It’s not uncommon for us to have prospects who decide to outsource their apps instead of hiring a local company, and the reason always comes down to cost.

It’s true, if you hire people in the US, the cost of development will be higher - but you’re paying for the quality and for peace of mind that the job will get done without any surprises.

In the last few years we’ve had multiple prospects who have come back to us asking us to save their projects after they were promised a product in a timeframe of 3-4 months and after 9 months of debugging, and increased fees -- the product still does not work.

Here are a handful of the stories that sum up what we typically see: [ P.S. there is zero elaboration for comedic effect — even though some of these seem outlandish ]

Client 1 - THE MISSING DEVELOPER

Client 1 wanted to update their app that had been developed locally in L.A. We sent them a proposal, and offered a lower rate than the other local company. They stated our hourly rate needed to be half of what it was to be competitive with their other offer. There was no way we could reduce our rate lower, and so they outsourced the project.

The problems set in: 3 months pass, and we get an email from them saying they have a press dateline a couple weeks out, and this date had been set for months. The other development shop had promised them 1 month of development, but the development shop had switched developers on them multiple times, all the while billing them for extra the hours [ now 3 months of development when it should have taken 6 weeks ]. We were informed that the amount they had spent with this outsource firm was higher now than the amount we had quoted.
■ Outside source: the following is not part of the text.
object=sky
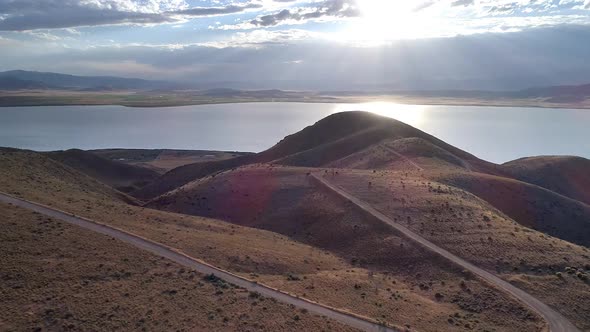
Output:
[0,0,590,90]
We inspected the code for them and it was a mess. The only solution was to scrap what the outsourced firm had built and go back to where we were to pick it up initially. (The local company had done their part correctly.) We had to launch with a reduced feature set, but we were able to hit the press date, and then roll out features over the coming weeks. Client 1 ended up spending more money on the outsource + rescue job than they would have spent if they had hired us (or other competent developers) in the first place .

Client 2 - SHIFTING STORIES

Client wanted an application but did not have the budget that it would take to develop it onshore: offshore was 2x-3x cheaper. The firm they went with stated they were a full development agency with multiple engineers on every project for redundancy. This company seemed to have a track record with multiple high profile companies in their region.

The problems set in: The project seemed to make good progress, until development stopped. Multiple calls to the company went unanswered; after 3 weeks the offshore company’s CEO stated that his mother was sick and needed some time. Client 2 asked if someone else could pass the project another engineer on his team. The CEO became accusatory saying that the client had no respect and that his mother was sick.

Three weeks later, Client 2 emails — the CEO states his mother died.

Two weeks later, Client 2 emails — the CEO blames the client for not being sensitive.

Three weeks later, Client 2 emails and requests that the existing code be sent to him immediately — the CEO states his mother hadn’t died, but that his office had been robbed so all the code had been stolen.

The situation unfortunately only went downhill from there. The offshore company refused to refund the money it had been paid, and Client 2 was left with very little recourse.

Client 3 - WHACK-A-MOLE

Client 3 came to us because their app, which was supposed to take 3 months to build, is now way over budget and they have been debugging it for 9 months and can’t seem to get it right. We investigate and determine that the code is spaghetti code. The platform has been built on outdated practices, and although the app is relatively simple, every time one thing gets fixed another breaks, even in areas that are seemingly unrelated. However, the company charged them for “fixes”.

Client 4 - EMPTY EQUITY

Client 4 came to us to figure out the status of their project. They had given a foreign company equity to help develop their app. It only took us a few minutes to figure out the company only had placed screenshots of what the app was supposed to be in an iOS wrapper to show a demo to them. This took 3 months of Client 4’s time, when it could (and should) have been put together in a week.

Client 5 - RESUME, EXTRA PADDED

Client 5 came to us to help finish a platform that was taking too long to launch. Their previous developer had said he had worked for Google so they were confident the code was good.

We inspected the code and found that not only was it disjointed with different syntax and styles [indicating the developer had probably outsourced the project], but through a little Googling ourselves, we found that (1) the developer never worked for Google, and (2) the platform was not PCI Compliant leaving the company open to being heavily fined. We were not able to help them.

They were never able to launch the platform.

HOW TO AVOID THESE PITFALLS:

Find someone who knows what they are doing. Someone you trust. I’m not here to say it is never the right decision to go offshore, or that there aren’t great people out there. But, you are opening yourself up to a lot of risks. Having someone in the US allows for you to meet them face to face, get them on the phone easily, and they have their reputation and their name on the line.

- Hire a tech founder. There are some great people out there — check out AngelList.co.

- Hire a digital agency with a track record you can verify. [ Here’s what an independent survey of our clients had to say about us - clutch link ]

The cheapest option is rarely the best option, especially when you need to trust someone to do tasks that you aren’t able to sufficiently supervise yourself. You wouldn’t go to a sushi restaurant that is 1/3 the price of all the others — so why would you do that with the core of your business?